Adventures in Impersonating Matt Bonner on Omegle
You're now chatting with a random stranger. Say hi!
Stranger: how are you?
You: i am well, eating a sandwich sandwich
Stranger: you made me feel hungry!
You: i'd happily make you a sandwich sandwich if you'd like one
Stranger: make me one!
You: will do
You: what are your three favorite types of sandwiches?
You: what i do is use two sandwiches as the slices of bread, then put a third sandwich in between as the meat
You: hence, sandwich sandwich
Stranger: you tell me
You: no, i'm asking you so i can make you one!
Stranger: i am a veggie
You: cool, very cool
You: wait you're a vegetarian?
You: or like you ARE a veggie
You: like am i talking to a cucumber
You: or are you in a vegetative state
Stranger: vegitative state??
You: i guess not
You: so you're a vegetarian i take it
You: keep going
You: what kind of sandwiches would you like?
You: for your sandwich sandwich
Stranger: what's your favorite one?
You: well i'm a big fan of reubens and meatball subs
You: but those aren't vegetarian, so i wouldn't serve those to you
Stranger: hey you a guy right?
Stranger: so you smoke weed?
Stranger: i mean do you?
You: not in a long time
You: i get randomly tested for work
Stranger: i mean its good that you have smoked weed
You: yeah i suppose
You: wait so are we making you this sandwich or what?
You: i've got the panini press all fired up and my apron on and everything
Stranger: where you from?
You: new hampshire
Stranger: and now
You: now i live in san antonio
Your conversational partner has disconnected.
Can you find Bill Walker in this picture of San Antonio?
Erie is fun!
by Jerome Jordan
Hey guys, I've finally had some time to settle in an check out Erie.
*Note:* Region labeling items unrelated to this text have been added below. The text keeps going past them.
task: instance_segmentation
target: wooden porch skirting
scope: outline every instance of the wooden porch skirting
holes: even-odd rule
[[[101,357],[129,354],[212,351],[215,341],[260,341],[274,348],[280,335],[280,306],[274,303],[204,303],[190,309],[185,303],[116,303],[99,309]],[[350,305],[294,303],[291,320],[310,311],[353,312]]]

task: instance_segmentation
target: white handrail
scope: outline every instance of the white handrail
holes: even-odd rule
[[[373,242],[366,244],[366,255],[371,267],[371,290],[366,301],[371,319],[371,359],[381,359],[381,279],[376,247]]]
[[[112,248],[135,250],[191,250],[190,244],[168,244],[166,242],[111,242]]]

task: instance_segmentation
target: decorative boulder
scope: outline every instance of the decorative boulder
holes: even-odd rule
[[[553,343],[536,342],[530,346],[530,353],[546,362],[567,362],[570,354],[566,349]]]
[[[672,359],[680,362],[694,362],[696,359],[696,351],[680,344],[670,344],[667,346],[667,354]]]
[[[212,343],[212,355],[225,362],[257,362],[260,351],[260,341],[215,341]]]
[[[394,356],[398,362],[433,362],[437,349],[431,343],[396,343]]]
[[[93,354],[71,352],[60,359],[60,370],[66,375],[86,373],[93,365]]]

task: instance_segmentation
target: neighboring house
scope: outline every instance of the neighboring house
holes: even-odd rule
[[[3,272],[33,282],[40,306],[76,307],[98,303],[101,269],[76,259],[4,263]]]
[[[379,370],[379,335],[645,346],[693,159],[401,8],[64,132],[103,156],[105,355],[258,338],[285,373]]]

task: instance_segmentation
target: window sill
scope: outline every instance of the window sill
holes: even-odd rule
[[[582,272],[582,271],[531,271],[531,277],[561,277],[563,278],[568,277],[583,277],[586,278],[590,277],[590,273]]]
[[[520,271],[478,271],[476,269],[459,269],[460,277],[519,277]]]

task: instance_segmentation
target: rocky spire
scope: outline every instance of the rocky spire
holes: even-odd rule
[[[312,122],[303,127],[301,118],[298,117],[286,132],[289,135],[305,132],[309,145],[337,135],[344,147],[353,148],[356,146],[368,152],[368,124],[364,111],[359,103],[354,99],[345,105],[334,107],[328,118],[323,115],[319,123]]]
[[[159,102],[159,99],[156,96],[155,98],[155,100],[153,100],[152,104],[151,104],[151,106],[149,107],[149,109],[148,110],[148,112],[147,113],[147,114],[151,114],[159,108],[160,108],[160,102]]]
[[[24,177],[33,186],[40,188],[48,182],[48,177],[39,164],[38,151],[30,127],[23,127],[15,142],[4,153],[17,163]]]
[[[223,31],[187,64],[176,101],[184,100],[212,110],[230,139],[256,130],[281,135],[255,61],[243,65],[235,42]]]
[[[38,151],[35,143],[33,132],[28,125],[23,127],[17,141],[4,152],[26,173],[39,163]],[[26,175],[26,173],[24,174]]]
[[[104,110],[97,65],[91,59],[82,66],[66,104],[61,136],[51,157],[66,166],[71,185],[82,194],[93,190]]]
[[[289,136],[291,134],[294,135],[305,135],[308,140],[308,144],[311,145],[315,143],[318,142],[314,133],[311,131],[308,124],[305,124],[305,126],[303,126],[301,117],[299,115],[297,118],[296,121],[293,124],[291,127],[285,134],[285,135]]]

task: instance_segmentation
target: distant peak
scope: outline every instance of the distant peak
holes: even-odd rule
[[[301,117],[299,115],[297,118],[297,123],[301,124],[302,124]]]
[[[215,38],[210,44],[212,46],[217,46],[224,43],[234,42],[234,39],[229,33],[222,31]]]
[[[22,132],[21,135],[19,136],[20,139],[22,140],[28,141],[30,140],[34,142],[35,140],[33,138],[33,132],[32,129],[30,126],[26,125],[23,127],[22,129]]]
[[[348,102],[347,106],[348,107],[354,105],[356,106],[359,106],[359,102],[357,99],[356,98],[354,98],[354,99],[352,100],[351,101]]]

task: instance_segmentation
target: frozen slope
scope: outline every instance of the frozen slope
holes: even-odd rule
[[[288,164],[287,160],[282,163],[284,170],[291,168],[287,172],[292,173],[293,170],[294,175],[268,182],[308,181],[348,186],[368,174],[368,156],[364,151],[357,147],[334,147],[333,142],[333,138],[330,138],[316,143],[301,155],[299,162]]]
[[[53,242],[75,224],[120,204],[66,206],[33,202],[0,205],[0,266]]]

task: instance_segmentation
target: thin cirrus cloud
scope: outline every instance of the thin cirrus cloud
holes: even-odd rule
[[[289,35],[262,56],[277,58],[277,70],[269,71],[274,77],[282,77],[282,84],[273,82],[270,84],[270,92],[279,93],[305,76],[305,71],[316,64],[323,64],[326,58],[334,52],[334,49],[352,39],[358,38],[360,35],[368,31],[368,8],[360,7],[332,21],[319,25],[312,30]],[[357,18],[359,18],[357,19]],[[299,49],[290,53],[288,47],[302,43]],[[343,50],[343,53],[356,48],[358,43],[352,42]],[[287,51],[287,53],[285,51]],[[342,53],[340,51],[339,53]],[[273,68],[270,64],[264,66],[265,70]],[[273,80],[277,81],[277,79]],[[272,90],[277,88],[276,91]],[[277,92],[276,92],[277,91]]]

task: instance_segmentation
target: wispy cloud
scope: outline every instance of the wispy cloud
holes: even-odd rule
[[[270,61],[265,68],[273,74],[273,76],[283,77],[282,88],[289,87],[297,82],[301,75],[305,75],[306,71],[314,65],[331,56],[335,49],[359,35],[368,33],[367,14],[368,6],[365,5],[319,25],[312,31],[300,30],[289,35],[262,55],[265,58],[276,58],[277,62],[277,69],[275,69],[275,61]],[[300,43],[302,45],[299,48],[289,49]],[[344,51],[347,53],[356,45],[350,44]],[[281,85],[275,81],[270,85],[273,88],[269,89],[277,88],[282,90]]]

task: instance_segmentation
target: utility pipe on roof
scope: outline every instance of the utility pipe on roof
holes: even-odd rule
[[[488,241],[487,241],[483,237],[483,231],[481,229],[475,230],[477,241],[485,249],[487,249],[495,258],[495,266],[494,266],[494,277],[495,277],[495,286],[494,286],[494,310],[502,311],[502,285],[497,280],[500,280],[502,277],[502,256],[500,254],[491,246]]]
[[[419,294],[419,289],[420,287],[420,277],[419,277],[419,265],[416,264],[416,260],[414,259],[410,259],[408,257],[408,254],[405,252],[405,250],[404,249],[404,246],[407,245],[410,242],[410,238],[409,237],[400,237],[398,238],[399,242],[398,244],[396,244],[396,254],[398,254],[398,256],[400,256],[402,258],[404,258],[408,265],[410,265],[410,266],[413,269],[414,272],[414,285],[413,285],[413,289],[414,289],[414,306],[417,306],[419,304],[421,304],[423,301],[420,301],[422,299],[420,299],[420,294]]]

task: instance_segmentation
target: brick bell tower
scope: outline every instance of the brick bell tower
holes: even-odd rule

Here are my top five favorite things and experiences in Erie so far:
1. I met this really kind bird named Fancy Ryan. I challenged him to a game of Word With Friends but he hasn't responded yet.
2. Ice pops! They have ice pops.
3. I saw this girl drawing on the sidewalk with chalk and I said "Hey, why are you doing that? Sidewalk chalk is for fourth grade babies!" and she said "I am in fourth grade, you tall weirdo!" and I said "Fourth grade was like fifteen years ago! You're the weirdo!". That was funny.
4. There's a movie playing here called "The Lorax". Erie is ridiculous!
5. I saw all these old peop--wait, what? Oh? YO FUCK ERIE. BIG ROME OUT. PEACE.
And now you're ready for Knicks-Spurs!